Note: This bug is displayed in read-only format because the product is no longer active in Red Hat Bugzilla.

Bug 840838

Summary: [rhevm] [engine-core] reconstruct should be called in case fenceSpm() failed
Product: Red Hat Enterprise Virtualization Manager Reporter: Haim <hateya>
Component: ovirt-engineAssignee: Liron Aravot <laravot>
Status: CLOSED WONTFIX QA Contact: Haim <hateya>
Severity: high Docs Contact:
Priority: unspecified    
Version: 3.1.0CC: abaron, amureini, dyasny, ewarszaw, fsimonce, hateya, iheim, lpeer, Rhev-m-bugs, sgrinber, yeylon, ykaul
Target Milestone: ---   
Target Release: 3.1.5   
Hardware: x86_64   
OS: Linux   
Whiteboard: storage
Fixed In Version: Doc Type: Bug Fix
Doc Text:
Story Points: ---
Clone Of: Environment:
Last Closed: 2012-11-07 10:00:29 UTC Type: Bug
Regression: --- Mount Type: ---
Documentation: --- CRM:
Verified Versions: Category: ---
oVirt Team: Storage RHEL 7.3 requirements from Atomic Host:
Cloudforms Team: --- Target Upstream Version:
Embargoed:
Attachments:
Description Flags
engine and vdsm logs none

Description Haim 2012-07-17 11:03:05 UTC
Description of problem:

my case:

- 2 hosts, host A (spm), host B (hsm) - not connected (in maintenance)
- host A went to non-responsive
- active host B, connectStoragePool fails on cannot find master domain
- using web-admin, right click on host A >> 'confirm host has been rebooted'

the action fails on vdsm side with the following error:

Thread-1909::INFO::2012-07-17 16:49:37,742::logUtils::37::dispatcher::(wrapper) Run and protect: fenceSpmStorage(spUUID='cacbdf16-d006-11e1-b98a-001a4a16970e', lastOwner=None, lastLver=None, options=None)
Thread-1909::ERROR::2012-07-17 16:49:37,742::task::853::TaskManager.Task::(_setError) Task=`bd036ea7-e322-4fe2-b51a-b014af6763cc`::Unexpected error
Traceback (most recent call last):
  File "/usr/share/vdsm/storage/task.py", line 861, in _run
    return fn(*args, **kargs)
  File "/usr/share/vdsm/logUtils.py", line 38, in wrapper
    res = f(*args, **kwargs)
  File "/usr/share/vdsm/storage/hsm.py", line 2976, in fenceSpmStorage
    pool = self.getPool(spUUID)
  File "/usr/share/vdsm/storage/hsm.py", line 263, in getPool
    raise se.StoragePoolUnknown(spUUID)
StoragePoolUnknown: Unknown pool id, pool not connected: ('cacbdf16-d006-11e1-b98a-001a4a16970e',)

the only option left on this scenario is that reconstruct should be called to the available domains, and fenceSpm() will succeed after wards.

Comment 1 Haim 2012-07-17 11:09:14 UTC
Created attachment 598605 [details]
engine and vdsm logs

Comment 3 Ayal Baron 2012-08-06 09:54:53 UTC
Indeed in case only 1 host is available (being activated) and connect failed engine can try to reconstruct.

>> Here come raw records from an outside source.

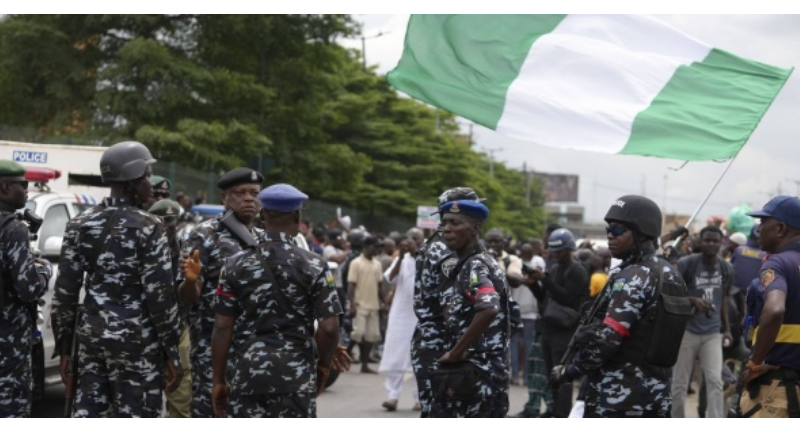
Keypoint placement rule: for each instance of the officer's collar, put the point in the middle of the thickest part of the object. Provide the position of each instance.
(117, 202)
(278, 237)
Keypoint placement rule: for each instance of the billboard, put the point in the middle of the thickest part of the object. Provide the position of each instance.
(558, 187)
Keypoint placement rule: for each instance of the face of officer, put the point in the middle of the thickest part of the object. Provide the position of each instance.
(710, 243)
(459, 231)
(620, 240)
(14, 191)
(243, 201)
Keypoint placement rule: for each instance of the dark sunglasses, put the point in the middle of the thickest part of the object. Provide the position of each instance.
(616, 230)
(23, 183)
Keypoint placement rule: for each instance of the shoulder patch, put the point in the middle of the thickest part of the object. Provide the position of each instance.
(767, 277)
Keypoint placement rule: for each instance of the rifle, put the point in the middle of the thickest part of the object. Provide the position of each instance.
(72, 368)
(237, 228)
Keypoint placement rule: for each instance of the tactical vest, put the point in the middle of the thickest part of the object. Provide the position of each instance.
(655, 339)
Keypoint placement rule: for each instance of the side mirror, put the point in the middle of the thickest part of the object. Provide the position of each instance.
(52, 246)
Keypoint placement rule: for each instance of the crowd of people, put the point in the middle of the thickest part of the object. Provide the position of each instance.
(249, 313)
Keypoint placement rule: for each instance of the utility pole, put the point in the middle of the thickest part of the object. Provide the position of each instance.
(491, 158)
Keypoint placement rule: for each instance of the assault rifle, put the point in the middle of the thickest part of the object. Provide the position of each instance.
(238, 229)
(72, 368)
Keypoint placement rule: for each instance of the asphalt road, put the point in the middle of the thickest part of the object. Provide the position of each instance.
(353, 395)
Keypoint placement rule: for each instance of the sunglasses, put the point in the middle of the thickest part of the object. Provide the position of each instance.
(616, 230)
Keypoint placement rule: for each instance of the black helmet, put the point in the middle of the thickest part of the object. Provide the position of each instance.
(458, 193)
(638, 212)
(125, 161)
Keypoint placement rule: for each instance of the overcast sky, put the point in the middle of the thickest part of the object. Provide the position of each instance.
(768, 162)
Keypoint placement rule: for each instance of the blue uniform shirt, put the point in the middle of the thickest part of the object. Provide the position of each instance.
(781, 271)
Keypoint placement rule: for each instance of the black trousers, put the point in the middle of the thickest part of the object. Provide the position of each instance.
(554, 345)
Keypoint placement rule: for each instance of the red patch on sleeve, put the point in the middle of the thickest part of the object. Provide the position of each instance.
(222, 293)
(485, 290)
(617, 326)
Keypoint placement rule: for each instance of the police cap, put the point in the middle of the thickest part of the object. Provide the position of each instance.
(165, 207)
(281, 198)
(637, 212)
(11, 169)
(239, 176)
(469, 208)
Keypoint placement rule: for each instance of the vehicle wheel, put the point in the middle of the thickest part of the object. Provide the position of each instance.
(37, 366)
(331, 378)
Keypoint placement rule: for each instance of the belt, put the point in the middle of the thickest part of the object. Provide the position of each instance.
(789, 334)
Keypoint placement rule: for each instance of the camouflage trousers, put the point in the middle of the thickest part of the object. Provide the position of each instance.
(424, 364)
(537, 381)
(119, 383)
(489, 402)
(179, 401)
(202, 378)
(15, 388)
(297, 405)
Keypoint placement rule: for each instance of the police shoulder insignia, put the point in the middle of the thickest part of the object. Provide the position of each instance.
(329, 279)
(767, 276)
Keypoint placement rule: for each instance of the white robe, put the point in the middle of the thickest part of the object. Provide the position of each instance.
(402, 320)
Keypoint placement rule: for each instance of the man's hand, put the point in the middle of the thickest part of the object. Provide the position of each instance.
(556, 377)
(69, 392)
(174, 377)
(754, 371)
(700, 304)
(451, 358)
(191, 267)
(219, 399)
(341, 359)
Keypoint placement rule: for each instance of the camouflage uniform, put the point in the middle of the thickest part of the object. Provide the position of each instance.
(215, 244)
(130, 319)
(23, 283)
(275, 292)
(479, 285)
(427, 345)
(623, 389)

Comment 4 Federico Simoncelli 2012-09-27 09:52:54 UTC
I'm not sure what flow/use-case fenceSpm was used to cover but now I can't see it's point. If all the active hosts can't reach the master domain we should elect one to use reconstruct (as suggested in comment 3).

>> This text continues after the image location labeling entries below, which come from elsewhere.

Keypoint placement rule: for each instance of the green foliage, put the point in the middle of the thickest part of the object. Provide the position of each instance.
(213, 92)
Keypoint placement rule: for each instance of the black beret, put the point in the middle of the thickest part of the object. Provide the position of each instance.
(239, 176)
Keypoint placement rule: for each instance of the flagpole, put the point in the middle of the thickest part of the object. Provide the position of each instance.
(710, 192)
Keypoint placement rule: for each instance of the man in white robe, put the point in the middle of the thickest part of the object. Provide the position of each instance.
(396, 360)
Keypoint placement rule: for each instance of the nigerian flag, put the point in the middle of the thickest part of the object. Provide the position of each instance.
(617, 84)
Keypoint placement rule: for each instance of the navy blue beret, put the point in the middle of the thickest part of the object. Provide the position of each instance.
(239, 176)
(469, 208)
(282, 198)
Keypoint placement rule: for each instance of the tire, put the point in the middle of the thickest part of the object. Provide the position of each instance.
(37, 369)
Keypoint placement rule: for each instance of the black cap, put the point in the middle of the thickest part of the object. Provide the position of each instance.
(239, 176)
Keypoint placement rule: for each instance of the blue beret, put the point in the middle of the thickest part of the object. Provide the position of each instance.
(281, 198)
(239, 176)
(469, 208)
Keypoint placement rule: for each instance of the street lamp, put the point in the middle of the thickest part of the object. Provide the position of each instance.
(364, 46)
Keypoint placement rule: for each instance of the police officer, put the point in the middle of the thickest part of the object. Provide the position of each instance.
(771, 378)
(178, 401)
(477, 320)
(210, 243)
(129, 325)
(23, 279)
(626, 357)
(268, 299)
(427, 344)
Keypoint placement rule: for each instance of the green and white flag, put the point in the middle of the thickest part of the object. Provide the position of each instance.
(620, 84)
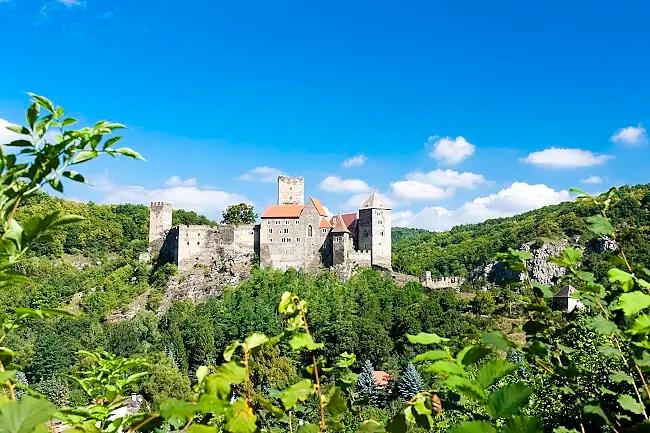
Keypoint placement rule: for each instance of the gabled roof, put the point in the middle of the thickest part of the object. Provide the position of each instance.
(374, 202)
(283, 211)
(350, 219)
(339, 225)
(319, 207)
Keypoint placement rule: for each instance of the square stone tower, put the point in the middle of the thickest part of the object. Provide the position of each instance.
(160, 222)
(291, 190)
(375, 230)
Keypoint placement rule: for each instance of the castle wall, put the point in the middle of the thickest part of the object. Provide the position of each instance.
(160, 222)
(210, 246)
(291, 190)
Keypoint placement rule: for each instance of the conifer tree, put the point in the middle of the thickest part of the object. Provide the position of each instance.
(410, 383)
(366, 386)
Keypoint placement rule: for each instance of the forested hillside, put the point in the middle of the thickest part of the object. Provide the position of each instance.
(467, 247)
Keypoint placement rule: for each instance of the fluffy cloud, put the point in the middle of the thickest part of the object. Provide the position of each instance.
(448, 178)
(517, 198)
(433, 185)
(355, 161)
(184, 194)
(262, 174)
(450, 151)
(593, 180)
(557, 157)
(415, 190)
(336, 184)
(630, 136)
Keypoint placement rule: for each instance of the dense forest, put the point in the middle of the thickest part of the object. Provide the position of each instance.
(290, 351)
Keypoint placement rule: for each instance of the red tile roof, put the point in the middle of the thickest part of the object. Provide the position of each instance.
(349, 219)
(319, 207)
(339, 225)
(283, 211)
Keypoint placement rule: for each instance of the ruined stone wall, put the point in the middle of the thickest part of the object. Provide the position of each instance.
(291, 190)
(211, 246)
(160, 222)
(375, 235)
(360, 258)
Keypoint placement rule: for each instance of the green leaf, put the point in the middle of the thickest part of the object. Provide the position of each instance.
(127, 151)
(492, 371)
(626, 279)
(74, 175)
(632, 302)
(473, 427)
(335, 402)
(465, 387)
(25, 415)
(601, 325)
(256, 339)
(432, 355)
(309, 428)
(84, 156)
(600, 225)
(371, 426)
(523, 424)
(620, 376)
(497, 340)
(297, 392)
(446, 368)
(240, 418)
(427, 339)
(508, 400)
(628, 403)
(303, 340)
(641, 325)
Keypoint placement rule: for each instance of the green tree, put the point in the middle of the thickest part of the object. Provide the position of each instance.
(237, 214)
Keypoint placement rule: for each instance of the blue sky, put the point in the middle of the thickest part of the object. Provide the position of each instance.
(456, 111)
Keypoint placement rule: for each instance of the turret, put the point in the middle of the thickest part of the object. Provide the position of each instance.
(375, 230)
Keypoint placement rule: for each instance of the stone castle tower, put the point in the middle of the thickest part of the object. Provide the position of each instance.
(375, 230)
(291, 190)
(160, 222)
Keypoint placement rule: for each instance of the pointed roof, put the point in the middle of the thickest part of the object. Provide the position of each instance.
(319, 207)
(375, 201)
(339, 225)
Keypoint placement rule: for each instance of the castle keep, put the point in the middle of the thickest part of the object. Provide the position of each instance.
(293, 233)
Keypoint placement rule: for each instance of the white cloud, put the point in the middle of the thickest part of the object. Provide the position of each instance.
(630, 135)
(178, 181)
(557, 157)
(515, 199)
(182, 194)
(262, 174)
(448, 178)
(336, 184)
(450, 151)
(355, 161)
(592, 180)
(414, 190)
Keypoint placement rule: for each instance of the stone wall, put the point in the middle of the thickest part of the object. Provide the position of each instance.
(291, 190)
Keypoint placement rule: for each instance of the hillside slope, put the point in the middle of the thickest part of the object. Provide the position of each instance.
(467, 247)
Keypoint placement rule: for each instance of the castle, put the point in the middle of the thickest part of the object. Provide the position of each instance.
(291, 234)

Comment 5 Ayal Baron 2012-09-27 10:11:37 UTC
From checking the code + trying to reproduce it appears that the system does fix itself after a couple of minutes.
Considering the above and the fact that changing the behaviour requires really complex and risky changes I will close the bug as wontfix unless you can show that the system does indeed reach a state it cannot get out of.

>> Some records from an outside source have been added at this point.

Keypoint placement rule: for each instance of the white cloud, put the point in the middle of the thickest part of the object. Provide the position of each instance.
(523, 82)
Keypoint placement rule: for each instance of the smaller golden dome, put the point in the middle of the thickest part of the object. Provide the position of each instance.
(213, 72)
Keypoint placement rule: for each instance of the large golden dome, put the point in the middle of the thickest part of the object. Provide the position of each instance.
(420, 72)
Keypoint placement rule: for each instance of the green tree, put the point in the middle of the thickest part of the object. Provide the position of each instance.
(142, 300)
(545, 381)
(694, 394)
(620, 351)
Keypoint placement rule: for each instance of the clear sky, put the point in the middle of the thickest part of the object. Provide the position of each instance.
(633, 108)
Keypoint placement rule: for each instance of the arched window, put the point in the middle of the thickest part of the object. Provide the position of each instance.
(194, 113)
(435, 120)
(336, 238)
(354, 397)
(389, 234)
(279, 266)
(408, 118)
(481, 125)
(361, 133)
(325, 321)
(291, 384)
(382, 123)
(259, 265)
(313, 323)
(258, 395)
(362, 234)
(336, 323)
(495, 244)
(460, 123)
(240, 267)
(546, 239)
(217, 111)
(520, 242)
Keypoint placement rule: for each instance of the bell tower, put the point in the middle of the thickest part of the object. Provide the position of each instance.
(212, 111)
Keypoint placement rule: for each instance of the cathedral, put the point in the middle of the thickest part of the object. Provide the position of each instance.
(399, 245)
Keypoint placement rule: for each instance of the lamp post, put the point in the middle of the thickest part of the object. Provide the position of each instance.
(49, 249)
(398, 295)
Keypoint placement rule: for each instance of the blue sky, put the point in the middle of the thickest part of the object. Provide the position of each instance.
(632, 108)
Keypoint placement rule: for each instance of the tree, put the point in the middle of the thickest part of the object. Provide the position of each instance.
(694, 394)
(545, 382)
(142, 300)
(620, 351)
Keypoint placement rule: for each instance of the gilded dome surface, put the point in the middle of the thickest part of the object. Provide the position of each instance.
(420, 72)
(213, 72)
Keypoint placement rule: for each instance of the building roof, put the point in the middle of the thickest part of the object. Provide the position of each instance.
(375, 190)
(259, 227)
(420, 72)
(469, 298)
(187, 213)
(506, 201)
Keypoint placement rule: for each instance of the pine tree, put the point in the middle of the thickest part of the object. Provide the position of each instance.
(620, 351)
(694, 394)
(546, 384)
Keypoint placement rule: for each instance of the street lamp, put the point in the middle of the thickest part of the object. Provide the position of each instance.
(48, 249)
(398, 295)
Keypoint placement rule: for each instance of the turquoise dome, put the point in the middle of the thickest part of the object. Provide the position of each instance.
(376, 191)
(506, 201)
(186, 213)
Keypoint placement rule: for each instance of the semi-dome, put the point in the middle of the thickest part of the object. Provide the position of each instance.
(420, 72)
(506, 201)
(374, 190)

Comment 6 Haim 2012-10-11 11:35:23 UTC
(In reply to comment #5)
> From checking the code + trying to reproduce it appears that the system does
> fix itself after a couple of minutes.
> Considering the above and the fact that changing the behaviour requires
> really complex and risky changes I will close the bug as wontfix unless you
> can show that the system does indeed reach a state it cannot get out of.

well it can't, the only thing I can do is recovery procedure which will destroy my other domains.